Description

Transfrom a document into a new document composed of all its ngrams. The document is splitted into an array of words by a word delimiter(default space). Through sliding the word array, we get all ngrams and each ngram is connected with a “_” character. All the ngrams are joined together with space in the new document.

Parameters

Name Description Type Required?
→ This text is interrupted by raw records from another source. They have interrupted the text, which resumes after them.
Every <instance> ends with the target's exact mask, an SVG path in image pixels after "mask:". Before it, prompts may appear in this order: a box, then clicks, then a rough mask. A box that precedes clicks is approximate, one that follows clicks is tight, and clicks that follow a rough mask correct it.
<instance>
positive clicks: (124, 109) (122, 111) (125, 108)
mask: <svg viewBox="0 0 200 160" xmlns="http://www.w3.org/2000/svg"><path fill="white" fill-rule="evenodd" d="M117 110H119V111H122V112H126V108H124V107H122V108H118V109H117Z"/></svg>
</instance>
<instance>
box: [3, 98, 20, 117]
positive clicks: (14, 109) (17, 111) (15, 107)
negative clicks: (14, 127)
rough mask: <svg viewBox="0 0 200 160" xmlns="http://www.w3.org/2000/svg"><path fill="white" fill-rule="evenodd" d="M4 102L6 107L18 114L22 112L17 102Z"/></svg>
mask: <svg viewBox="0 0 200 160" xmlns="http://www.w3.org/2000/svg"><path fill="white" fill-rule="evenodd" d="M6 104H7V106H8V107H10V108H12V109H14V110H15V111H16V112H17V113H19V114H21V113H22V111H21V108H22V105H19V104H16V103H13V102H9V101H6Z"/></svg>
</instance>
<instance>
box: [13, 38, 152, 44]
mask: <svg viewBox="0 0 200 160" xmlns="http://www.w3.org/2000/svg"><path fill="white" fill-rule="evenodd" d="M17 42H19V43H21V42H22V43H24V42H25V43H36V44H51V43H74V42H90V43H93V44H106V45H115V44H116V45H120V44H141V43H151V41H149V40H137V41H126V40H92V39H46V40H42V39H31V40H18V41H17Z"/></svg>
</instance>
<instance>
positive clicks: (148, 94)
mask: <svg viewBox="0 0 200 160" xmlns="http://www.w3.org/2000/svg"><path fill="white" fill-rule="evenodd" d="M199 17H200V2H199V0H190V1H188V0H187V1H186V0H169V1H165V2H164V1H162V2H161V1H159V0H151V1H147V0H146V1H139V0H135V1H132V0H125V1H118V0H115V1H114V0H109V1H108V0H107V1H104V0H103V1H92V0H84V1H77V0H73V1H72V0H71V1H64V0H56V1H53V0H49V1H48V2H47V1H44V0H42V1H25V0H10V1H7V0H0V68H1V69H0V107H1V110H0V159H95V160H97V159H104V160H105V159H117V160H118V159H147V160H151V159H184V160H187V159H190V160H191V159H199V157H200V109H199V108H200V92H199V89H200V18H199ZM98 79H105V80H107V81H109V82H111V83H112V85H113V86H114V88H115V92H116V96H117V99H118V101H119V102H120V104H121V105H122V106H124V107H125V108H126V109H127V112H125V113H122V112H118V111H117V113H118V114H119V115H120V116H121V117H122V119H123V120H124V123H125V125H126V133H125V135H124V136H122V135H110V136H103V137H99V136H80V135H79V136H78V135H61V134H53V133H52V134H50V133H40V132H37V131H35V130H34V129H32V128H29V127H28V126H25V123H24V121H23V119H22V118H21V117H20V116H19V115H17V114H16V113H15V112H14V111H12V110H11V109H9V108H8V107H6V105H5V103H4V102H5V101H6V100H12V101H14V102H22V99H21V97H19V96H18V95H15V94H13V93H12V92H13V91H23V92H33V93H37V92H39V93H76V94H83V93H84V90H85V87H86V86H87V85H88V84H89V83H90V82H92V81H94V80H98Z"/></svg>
Default Value
n NGram length Integer 2
selectedCol Name of the selected column used for processing String
outputCol Name of the output column String null
reservedCols Names of the columns to be retained in the output table String[] null

Script Example

Code

  1. data = np.array([
  2. [0, 'That is an English Book!'],
  3. [1, 'Do you like math?'],
  4. [2, 'Have a good day!']
  5. ])
  6. df = pd.DataFrame({"id": data[:, 0], "text": data[:, 1]})
  7. inOp1 = dataframeToOperator(df, schemaStr='id long, text string', op_type='batch')
  8. op = NGramBatchOp().setSelectedCol("text")
  9. print(BatchOperator.collectToDataframe(op.linkFrom(inOp1)))
  10. inOp2 = dataframeToOperator(df, schemaStr='id long, text string', op_type='stream')
  11. op = NGramStreamOp().setSelectedCol("text")
  12. op.linkFrom(inOp2).print()
  13. StreamOperator.execute()

Results

  1. id text
  2. 0 2 Have_a a_good good_day!
  3. 1 1 Do_you you_like like_math?
  4. 2 0 That_is is_an an_English English_Book!